What Republicans should avoid at all costs is supplanting ObamaCare with their own version of a “comprehensive” system. There’s not enough time for that, and it’s a bad idea anyway. Republicans should avoid the mistakes of Democrats and aim for a modest bill, to wit: 1.) total repeal of the ACA, 2.) repeal of the parts of the McCarran-Ferguson Act that prevent selling health insurance across state lines, and 3.) federal funding for uninsurable patients with pre-existing conditions, but not in the tiny individual market.
Of course, such a bill would not fix everything in the healthcare system, but it is a necessary first step that makes it possible to address the other problems. So there will need to be additional legislation. But the second item (repeal of McCarran) is a necessary step in creating a free market for health insurance; which would bring the private sector closer to being truly private again.
Senate Majority Leader Mitch McConnell was terrific when he tabled Obama’s final Supreme Court nominee, allowing Neil Gorsuch to ascend to the Supreme Court. conservatives are very thankful to McConnell for exercising such steely resolve. But is McConnell now willing to do what’s necessary to repeal ObamaCare in its entirety: i.e. the “nuclear option” of ignoring the legislative filibuster?

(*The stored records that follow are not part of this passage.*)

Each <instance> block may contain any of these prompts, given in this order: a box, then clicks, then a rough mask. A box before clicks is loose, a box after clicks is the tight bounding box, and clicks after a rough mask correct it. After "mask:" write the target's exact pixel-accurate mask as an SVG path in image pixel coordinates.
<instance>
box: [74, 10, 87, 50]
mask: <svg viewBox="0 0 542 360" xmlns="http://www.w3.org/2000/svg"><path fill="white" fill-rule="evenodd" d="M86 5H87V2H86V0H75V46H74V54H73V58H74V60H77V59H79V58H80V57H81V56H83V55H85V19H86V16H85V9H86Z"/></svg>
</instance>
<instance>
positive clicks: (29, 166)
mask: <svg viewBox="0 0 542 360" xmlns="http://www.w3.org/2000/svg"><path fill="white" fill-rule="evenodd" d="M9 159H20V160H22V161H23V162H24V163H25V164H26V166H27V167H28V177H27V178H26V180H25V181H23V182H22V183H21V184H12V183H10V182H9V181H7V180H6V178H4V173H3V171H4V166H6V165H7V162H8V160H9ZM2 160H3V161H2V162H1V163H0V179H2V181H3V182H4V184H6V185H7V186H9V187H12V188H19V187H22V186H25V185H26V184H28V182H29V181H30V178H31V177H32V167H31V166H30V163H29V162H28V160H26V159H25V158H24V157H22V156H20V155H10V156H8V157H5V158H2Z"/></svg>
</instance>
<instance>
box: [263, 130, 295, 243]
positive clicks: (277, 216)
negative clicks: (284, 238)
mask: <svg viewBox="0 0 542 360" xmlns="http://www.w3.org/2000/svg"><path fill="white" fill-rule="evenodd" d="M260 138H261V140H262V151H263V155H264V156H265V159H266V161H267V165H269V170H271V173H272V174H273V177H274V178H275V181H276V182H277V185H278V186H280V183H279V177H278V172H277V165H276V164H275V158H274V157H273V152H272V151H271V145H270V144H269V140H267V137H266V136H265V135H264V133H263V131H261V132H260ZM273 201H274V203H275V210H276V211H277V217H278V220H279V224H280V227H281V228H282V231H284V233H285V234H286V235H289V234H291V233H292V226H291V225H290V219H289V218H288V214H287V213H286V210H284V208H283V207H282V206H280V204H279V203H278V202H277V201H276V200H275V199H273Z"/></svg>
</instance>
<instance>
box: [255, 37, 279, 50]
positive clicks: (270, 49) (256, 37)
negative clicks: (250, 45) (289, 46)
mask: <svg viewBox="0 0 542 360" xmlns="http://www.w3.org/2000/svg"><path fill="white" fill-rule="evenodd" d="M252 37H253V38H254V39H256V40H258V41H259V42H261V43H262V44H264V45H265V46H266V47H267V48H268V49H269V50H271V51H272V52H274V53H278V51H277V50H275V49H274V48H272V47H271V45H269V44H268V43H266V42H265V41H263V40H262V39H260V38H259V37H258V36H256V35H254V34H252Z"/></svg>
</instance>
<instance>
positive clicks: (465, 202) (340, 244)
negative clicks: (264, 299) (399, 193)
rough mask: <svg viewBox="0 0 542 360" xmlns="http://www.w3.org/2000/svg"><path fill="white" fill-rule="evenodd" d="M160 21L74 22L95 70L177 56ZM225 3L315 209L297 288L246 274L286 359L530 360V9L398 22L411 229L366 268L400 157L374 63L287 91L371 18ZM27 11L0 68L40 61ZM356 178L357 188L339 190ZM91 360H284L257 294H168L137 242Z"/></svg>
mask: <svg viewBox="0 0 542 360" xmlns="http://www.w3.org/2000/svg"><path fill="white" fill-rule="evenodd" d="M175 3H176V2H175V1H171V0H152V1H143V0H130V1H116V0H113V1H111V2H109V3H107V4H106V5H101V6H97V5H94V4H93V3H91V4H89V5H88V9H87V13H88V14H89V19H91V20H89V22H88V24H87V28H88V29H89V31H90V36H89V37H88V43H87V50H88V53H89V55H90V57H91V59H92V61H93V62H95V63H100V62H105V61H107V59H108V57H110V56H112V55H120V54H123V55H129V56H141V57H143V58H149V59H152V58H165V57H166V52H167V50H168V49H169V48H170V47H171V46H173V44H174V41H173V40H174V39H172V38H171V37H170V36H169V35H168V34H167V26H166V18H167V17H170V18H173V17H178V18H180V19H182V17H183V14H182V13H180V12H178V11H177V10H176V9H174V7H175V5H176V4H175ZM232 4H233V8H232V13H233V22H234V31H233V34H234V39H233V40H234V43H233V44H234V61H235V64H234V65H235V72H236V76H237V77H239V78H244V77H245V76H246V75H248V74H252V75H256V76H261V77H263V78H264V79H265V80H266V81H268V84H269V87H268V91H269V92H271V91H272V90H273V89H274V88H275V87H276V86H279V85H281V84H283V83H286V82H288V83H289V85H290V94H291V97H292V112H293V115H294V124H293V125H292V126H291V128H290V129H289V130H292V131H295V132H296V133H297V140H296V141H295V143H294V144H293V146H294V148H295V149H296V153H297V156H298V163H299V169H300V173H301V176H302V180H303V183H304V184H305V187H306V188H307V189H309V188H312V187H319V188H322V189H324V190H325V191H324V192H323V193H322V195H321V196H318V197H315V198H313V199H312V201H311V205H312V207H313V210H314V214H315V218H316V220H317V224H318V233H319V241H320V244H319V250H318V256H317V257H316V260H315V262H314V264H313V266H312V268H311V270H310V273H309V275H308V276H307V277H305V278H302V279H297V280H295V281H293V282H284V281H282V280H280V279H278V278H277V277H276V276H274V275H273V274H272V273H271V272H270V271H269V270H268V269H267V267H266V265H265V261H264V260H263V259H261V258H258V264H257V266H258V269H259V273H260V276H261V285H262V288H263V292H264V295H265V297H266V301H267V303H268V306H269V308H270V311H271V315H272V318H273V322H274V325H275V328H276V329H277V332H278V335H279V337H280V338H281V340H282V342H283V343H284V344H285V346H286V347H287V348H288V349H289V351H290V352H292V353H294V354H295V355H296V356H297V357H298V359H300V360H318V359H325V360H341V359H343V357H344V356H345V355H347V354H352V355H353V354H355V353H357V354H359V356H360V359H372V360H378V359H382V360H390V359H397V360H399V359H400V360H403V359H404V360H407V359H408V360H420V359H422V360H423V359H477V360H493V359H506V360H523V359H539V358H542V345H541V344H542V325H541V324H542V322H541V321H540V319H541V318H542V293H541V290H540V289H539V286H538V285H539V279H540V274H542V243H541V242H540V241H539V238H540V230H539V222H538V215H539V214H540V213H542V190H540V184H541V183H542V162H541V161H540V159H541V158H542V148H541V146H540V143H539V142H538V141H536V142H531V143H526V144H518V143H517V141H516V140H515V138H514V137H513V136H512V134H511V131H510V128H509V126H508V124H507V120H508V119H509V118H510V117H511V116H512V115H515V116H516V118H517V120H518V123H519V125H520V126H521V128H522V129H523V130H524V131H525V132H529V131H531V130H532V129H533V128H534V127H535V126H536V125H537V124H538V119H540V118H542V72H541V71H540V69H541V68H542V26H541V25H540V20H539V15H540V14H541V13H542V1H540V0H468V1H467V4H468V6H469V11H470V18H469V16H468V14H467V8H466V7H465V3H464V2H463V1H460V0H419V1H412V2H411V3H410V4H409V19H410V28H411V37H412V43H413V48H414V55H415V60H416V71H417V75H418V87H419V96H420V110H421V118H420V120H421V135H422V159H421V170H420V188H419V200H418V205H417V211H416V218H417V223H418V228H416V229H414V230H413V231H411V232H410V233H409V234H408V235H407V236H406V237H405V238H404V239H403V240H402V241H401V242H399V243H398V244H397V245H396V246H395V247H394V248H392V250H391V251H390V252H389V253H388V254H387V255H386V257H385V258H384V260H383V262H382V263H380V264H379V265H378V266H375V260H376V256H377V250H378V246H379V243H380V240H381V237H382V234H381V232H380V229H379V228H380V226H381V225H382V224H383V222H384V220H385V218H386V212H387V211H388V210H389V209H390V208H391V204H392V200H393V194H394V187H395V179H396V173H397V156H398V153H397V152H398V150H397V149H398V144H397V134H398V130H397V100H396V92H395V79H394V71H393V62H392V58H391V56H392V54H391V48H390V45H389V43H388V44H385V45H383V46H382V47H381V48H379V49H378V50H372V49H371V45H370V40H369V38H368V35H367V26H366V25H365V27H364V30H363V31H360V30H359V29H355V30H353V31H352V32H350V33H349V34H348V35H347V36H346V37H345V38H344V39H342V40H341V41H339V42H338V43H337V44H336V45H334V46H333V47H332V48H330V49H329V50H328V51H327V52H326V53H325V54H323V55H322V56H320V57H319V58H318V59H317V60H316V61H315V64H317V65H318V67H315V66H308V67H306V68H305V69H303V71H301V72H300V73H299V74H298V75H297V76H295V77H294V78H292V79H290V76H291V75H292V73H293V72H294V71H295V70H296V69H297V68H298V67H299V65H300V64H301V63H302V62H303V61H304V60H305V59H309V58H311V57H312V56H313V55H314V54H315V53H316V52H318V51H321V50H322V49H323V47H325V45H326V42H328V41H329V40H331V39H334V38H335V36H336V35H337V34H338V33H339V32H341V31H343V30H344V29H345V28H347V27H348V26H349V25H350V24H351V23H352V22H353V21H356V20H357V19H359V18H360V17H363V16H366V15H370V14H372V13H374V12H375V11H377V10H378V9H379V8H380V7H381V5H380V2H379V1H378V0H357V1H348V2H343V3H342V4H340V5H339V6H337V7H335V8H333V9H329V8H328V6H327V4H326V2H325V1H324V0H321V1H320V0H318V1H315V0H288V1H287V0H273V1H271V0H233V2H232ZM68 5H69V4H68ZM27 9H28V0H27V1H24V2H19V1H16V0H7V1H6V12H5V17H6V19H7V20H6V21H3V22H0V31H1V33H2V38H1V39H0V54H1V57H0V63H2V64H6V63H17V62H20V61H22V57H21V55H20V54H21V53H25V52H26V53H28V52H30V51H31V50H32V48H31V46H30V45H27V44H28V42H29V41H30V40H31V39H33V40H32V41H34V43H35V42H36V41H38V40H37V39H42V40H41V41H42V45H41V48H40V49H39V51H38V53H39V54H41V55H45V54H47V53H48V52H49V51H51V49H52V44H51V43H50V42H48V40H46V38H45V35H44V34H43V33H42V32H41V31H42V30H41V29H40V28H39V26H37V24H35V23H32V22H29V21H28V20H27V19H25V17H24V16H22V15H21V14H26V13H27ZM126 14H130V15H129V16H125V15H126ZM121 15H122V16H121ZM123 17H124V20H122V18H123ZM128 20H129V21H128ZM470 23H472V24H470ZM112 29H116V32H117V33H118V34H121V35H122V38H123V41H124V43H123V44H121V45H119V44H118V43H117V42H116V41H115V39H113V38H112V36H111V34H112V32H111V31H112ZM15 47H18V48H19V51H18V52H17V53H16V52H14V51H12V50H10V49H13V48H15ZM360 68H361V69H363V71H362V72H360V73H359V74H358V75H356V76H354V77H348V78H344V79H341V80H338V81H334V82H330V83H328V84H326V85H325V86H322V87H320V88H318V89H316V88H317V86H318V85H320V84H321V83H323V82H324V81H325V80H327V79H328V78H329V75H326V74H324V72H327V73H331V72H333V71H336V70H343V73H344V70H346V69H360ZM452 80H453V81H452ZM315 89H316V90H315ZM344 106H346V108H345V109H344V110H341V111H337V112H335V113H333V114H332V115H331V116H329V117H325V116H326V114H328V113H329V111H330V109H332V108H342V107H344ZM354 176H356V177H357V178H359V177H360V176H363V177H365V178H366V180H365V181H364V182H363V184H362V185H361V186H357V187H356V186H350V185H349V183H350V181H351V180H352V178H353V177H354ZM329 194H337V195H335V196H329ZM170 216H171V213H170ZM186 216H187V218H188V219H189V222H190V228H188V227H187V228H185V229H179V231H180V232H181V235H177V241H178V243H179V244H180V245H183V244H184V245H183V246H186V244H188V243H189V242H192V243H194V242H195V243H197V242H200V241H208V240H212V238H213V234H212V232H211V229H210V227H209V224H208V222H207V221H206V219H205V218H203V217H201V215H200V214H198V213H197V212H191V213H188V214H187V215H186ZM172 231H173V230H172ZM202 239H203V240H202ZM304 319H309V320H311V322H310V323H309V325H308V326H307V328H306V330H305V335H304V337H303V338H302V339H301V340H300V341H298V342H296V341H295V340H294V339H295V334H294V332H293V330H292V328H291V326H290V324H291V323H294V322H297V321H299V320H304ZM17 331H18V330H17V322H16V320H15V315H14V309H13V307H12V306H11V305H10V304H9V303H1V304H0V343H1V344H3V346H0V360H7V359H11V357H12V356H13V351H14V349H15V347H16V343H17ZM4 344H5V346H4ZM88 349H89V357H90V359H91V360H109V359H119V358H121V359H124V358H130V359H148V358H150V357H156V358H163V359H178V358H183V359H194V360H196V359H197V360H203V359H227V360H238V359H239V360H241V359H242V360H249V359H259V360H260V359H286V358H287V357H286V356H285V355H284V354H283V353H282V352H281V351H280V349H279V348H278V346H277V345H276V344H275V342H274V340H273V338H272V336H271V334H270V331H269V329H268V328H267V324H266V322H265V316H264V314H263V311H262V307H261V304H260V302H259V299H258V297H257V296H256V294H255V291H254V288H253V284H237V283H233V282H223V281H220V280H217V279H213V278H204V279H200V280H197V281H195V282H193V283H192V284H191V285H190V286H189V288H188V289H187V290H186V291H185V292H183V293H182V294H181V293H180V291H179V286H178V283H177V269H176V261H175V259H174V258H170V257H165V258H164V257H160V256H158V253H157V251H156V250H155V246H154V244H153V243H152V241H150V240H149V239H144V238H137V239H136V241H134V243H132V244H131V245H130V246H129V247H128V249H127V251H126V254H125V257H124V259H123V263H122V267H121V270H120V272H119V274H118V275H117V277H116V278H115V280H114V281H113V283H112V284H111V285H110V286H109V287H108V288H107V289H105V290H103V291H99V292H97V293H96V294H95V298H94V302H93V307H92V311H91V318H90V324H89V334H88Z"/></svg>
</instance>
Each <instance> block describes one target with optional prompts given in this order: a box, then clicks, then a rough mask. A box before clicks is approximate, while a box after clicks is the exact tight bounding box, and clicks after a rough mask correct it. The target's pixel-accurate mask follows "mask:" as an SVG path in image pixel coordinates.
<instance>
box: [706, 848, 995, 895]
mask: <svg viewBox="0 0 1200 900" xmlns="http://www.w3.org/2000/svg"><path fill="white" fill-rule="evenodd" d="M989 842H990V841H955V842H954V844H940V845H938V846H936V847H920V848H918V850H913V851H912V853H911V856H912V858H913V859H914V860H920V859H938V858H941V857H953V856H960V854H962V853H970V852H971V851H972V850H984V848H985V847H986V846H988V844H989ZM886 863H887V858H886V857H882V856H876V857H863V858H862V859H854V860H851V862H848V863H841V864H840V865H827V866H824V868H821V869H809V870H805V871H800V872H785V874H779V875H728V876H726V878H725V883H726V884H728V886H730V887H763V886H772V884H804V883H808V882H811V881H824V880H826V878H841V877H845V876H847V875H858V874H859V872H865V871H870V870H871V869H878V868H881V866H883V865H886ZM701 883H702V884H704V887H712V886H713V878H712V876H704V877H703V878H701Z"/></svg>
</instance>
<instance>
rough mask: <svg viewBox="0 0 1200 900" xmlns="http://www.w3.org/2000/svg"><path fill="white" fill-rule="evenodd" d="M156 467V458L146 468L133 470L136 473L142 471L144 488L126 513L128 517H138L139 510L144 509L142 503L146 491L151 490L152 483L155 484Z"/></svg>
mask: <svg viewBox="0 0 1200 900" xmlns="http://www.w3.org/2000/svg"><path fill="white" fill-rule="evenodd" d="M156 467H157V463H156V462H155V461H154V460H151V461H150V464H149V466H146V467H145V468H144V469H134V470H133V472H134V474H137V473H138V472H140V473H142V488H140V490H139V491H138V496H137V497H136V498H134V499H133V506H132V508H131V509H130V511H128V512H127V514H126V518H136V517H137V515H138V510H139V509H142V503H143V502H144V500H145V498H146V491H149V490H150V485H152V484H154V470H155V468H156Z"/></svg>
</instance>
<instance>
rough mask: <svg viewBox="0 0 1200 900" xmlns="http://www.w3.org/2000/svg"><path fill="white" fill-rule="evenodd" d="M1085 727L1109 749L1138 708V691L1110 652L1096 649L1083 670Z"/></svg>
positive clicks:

The American people don’t give a fig about the legislative filibuster; they want relief. If McConnell is more interested in Senate rules and traditions than in giving American businesses and individuals some relief from stupid laws, then we need to find a new Majority Leader. I think McConnell’s fellow Kentuckian Rand Paul might fill the bill, or perhaps Mike Lee or Ben Sasse.
The “loyal opposition” is unhinged. Democrats are still unable to get over the 2016 election. Being indignant and angry is going to be their default position until they are taken off the board. If Democrats had any decency they would have repealed the ACA themselves after the ruling in NFIB v. Sebelius. If Democrats retake the Senate in 2018, their first order of business will be to end the filibuster. The GOP needs a Majority Leader less concerned about the institutional niceties of the Senate than about doing the people’s business.
The problem is not Trump; the problem is Congress. One wonders if the swamp denizens that make up much of the congressional Republican majority are more intent on making Trump a “one-term president” than in doing right by the people. The GOP actually seems rather blasé about holding onto power. On July 21 in “The Looming Republican Disgrace,” a must-read column at National Review, Rich Lowry put it succinctly: “A majority is a terrible thing to waste.”
The only way congressional Republicans can redeem themselves is by doing what they promised. The way to keep their promise is with a simple modest repeal bill of the kind just proposed. There’s still enough time for redemption.
Jon N. Hall of Ultracon Opinion is a programmer/analyst from Kansas City.